A team led by Michael D. Dickey of North Carolina State University took advantage of this unusual property to make 10-μm-wide polymer-encased wires of eGaIn, a eutectic mixture of gallium and indium that’s a liquid at room temperature. Unlike ordinary wires, the ones made with eGaIn can easily be stretched, bent, and shaped while maintaining electrical conductivity (Extreme Mech. Lett. 2016, DOI: 10.1016/j.eml.2016.03.010).
In another example from this year, Stéphanie P. Lacour and coworkers at the Swiss Federal Institute of Technology, Lausanne (EPFL), devised a method for making a two-phase material consisting of solid AuGa2 clusters interspersed with microscopic liquid gallium droplets. They used the material to fabricate stretchable devices containing stacked layers of LEDs and sensors embedded in gloves that can track the subtle motions of fingers (Adv. Mater. 2016, DOI: 10.1002/adma.201506234).
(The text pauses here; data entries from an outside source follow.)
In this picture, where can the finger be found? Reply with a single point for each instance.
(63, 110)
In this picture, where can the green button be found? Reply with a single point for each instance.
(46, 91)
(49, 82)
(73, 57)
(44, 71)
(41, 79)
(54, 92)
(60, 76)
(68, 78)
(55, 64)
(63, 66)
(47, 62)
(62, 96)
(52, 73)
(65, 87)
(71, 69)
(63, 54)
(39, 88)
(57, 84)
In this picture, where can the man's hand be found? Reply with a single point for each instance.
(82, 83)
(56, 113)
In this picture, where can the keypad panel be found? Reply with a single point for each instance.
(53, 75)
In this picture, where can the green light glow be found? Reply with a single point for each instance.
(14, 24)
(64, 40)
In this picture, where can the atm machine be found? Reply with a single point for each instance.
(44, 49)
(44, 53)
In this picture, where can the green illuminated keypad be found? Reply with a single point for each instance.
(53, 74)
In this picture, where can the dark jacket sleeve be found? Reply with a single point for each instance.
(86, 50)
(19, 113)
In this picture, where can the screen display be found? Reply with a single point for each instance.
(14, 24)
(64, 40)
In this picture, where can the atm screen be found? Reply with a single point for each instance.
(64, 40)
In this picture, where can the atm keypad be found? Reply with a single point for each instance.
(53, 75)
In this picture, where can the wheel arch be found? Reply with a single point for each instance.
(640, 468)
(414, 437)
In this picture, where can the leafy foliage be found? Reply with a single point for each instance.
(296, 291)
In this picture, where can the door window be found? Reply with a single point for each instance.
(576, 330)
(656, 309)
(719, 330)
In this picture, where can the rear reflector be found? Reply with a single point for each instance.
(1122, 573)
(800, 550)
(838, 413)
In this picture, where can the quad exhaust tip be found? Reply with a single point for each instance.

Martin Thuo’s group at Iowa State University exploited the spontaneously forming oxide skin of bismuth-indium-tin and related alloys to keep microscopic liquid metal droplets from solidifying, even at temperatures below their melting points. The researchers showed that applying a gentle force to the droplets breaks the shells, causing the metal to briefly flow before the skin re-forms. They used that property to bond metal parts together at room temperature, in effect soldering without electricity or heat (Sci. Rep. 2016, DOI: 10.1038/srep21864).